複数のメインフレームOSが協調して単一システムイメージを実現するものです。SYSPLEXは、システム間カップリング・ファシリティー (XCF) というソフトウェアとハードウェアで構成されます。このXCFの機能を用いて、異なるメインフレームで実行されているアプリケーション、サブシステム、およびデータを高速で共有できます。
メリット
単一の管理ポイントから操作でき、高可用性とスケーラビリティを実現できます。そのため、システムやリソースの障害に対して柔軟に対応できます。また、ワークロードの増加に応じて容量を拡張できます。
デメリット
導入や運用に高度な技術やコストが必要になります、XCFの準備も必要です。
Kubernetesとの比較
クラスタ技術は現代ではKubernetesが有名です。SYSPLEXとKubernetesは、ともに複数のシステムやリソースを単一のイメージとして管理できる技術ですが、違いもあります。
SYSPLEXは、前述のとおりIBMメインフレームOSのクラスタ技術であることに対し、Kubernetesはコンテナ化されたアプリケーションを管理するためのオープンソースのプラットフォームです。
SYSPLEXでは、XCFという専用のハードウェアやソフトウェアが必要です。しかし、Kubernetesでは標準的なLinuxカーネルやネットワーク機能を利用できます。

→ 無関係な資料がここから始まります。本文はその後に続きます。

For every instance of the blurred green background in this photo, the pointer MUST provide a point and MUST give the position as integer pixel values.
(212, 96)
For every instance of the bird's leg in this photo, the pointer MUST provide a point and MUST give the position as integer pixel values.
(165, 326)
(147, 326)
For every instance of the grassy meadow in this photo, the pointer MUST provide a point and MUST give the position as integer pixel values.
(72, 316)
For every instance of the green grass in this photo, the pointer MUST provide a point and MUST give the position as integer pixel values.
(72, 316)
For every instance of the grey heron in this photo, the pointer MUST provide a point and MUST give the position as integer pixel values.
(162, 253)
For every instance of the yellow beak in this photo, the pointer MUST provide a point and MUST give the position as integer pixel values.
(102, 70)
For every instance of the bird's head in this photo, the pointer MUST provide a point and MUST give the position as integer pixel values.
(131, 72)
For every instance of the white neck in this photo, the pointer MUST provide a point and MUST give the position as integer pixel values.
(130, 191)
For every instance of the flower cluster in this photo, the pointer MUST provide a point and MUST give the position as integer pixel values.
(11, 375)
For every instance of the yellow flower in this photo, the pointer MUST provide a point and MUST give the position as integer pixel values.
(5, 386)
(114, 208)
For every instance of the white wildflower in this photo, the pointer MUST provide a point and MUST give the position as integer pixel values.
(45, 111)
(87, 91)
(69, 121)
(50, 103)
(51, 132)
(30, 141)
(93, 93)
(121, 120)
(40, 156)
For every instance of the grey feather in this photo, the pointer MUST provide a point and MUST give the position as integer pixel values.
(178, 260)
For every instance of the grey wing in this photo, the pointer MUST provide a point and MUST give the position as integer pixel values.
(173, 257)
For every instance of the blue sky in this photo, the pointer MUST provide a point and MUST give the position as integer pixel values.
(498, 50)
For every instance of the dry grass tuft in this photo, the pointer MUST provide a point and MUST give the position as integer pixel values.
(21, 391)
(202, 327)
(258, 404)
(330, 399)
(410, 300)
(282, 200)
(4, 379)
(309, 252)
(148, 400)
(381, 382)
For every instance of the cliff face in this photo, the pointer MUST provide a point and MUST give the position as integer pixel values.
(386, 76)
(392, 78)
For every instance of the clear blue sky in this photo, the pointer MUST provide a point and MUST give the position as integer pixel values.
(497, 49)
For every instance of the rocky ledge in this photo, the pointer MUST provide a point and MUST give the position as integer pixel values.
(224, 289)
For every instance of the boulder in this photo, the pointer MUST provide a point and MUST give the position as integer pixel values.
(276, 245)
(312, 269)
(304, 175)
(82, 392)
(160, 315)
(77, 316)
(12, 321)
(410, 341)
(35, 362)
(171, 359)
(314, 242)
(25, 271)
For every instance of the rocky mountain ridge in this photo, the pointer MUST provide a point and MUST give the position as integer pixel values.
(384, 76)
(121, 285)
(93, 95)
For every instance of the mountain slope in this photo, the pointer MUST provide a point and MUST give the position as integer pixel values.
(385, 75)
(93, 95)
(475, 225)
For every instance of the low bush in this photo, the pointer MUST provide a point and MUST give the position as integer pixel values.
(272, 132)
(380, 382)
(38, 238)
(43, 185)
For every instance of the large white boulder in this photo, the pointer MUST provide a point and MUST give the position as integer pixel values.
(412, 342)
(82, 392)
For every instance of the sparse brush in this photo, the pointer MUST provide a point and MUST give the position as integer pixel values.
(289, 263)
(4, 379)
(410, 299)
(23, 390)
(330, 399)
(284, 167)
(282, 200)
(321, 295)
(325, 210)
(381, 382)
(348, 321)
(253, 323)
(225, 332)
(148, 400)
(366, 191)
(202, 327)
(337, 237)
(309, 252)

SYSPLEXでは、メインフレームOS間でデータやメッセージを高速に共有できます。Kubernetesでは、クラスタ間での通信やデータ共有には、次のように様々な手法があります。
ノードとコントロールプレーン間の通信
APIサーバーとKubernetesクラスター間の通信経路です。信頼できないネットワーク上でクラスターが実行される場合は、TLSやSSHトンネルなどの暗号化や認証の仕組みを利用します。
マルチクラスタ Kubernetes
複数のリージョンやクラウドプロバイダーでKubernetesクラスタをデプロイする方法です。顧客ごとのパフォーマンスやデータ所在地に応えるために利用されます。マルチクラスタ Kubernetesでは、AnthosやIstioなどのツールを使って、クラスタ間でのサービスディスカバリーやトラフィック管理を行います。